A : Tu sembles avoir beaucoup de projets…

K : Oui, des tonnes ! Il y a d’abord Graffiti’s Swag, un projet que j’ai développé avec ma femme. Nous possédons ce barbershop depuis près de deux ans. Je voulais un nom qui rappelle le hip-hop. Je pense que lorsque l’on s’assoit et qu’on se fait faire la barbe, raser, ou coiffer, on devient une oeuvre d’art vivante. Un maître artisan s’occupe de nous et nous transforme en oeuvre d’art en mouvement. Ça me rappelait la gestuelle du graffiti. J’y ai ajouté Swag, pour ce que le mot représente dans l’imaginaire des gens, mais aussi en tant qu’acronyme de « Shaves, Washes And Grooms, » la définition de ce qui s’y passe. Les épouses de riches rappeurs viennent s’y faire faire les cils. Je n’y comprends rien mais elles dépensent de véritables fortunes sur leurs cils. Puis les enfants adorent.

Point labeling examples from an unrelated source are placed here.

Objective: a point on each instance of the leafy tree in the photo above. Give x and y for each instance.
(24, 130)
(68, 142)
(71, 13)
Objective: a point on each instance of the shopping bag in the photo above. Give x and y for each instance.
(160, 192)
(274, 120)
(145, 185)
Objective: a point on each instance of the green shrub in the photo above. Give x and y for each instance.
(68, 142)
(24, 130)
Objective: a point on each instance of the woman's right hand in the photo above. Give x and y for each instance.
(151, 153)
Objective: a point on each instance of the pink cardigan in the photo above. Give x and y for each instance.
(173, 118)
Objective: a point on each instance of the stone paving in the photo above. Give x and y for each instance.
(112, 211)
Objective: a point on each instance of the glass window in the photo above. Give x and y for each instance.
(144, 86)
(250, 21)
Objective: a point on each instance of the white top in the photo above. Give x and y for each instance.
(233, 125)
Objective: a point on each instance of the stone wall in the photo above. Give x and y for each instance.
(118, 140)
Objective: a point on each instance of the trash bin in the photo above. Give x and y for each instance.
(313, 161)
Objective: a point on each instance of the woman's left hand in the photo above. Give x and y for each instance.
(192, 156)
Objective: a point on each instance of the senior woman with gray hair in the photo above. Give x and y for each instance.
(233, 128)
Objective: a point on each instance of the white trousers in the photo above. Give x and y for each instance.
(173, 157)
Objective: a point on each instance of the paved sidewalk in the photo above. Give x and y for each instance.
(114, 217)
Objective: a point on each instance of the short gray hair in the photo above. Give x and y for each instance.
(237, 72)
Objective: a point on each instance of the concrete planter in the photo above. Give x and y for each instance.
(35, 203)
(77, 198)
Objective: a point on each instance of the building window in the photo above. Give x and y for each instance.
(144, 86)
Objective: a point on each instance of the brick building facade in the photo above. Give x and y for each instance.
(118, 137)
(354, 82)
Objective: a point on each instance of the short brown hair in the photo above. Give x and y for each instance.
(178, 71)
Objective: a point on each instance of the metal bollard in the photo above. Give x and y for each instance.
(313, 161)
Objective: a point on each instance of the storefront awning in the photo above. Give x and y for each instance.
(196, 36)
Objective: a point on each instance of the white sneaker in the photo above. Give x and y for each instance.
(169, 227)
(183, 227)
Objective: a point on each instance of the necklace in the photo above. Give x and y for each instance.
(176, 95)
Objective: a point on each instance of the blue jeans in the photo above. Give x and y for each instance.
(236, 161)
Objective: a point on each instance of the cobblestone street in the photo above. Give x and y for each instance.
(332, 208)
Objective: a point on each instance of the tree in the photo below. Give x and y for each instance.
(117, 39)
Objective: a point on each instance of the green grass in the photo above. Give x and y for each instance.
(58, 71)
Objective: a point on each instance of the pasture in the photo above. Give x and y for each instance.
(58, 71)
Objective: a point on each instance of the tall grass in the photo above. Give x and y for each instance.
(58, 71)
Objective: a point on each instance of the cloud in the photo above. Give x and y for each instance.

Je collectionne les Hot Wheels [NDLR : équivalent américain des Majorettes], je les photographie, puis je les poste sur Instagram. Curren$y aussi, d’ailleurs, est un grand collectionneur de Hot Wheels. C’est un de nos sujets de discussions préférés. Il y a quelques temps, j’ai commencé à en donner aux petits garçons qui venaient se faire couper les cheveux et maintenant, ils ne viennent plus que pour ça ! Je voulais ouvrir un barbershop car ce genre de lieux a eu une énorme influence sur l’homme que je suis devenu. Mon grand père m’y amenait, j’y ai appris la dignité et l’intégrité. Je voulais recréer ce genre de cadre social positif dans ma communauté. C’est une de mes grandes priorités.

Musicalement, El et moi allons finir cet album commun. Puis je vais me mettre à travailler soit sur Pledge 4, soit sur Rap Music 2, soit sur The Elegant Elephant. The Elegant Elephant est un projet qui me tient particulièrement à coeur, mais le réaliser va me demander un travail sur moi-même afin de changer mon style ou mon flow, donc il risque de prendre un peu plus de temps à produire. J’essaie encore de trouver le bon univers sonore dans lequel le construire. Cet album sera un classique. Il se doit d’être aussi élégant que peut l’être un éléphant. Et je sais que les gens ne me comprennent pas quand je leur dis ça. As-tu déjà regardé un éléphant ? Regarde les éléphants africains : ils sont énormes, ils sont massifs, ils sont effrayants et ils sont magnifiquement gracieux. La musique de ce projet devra se résumer à ça, être un concentré de tout ça : massive, sauvage, passionnante, et extrêmement gracile.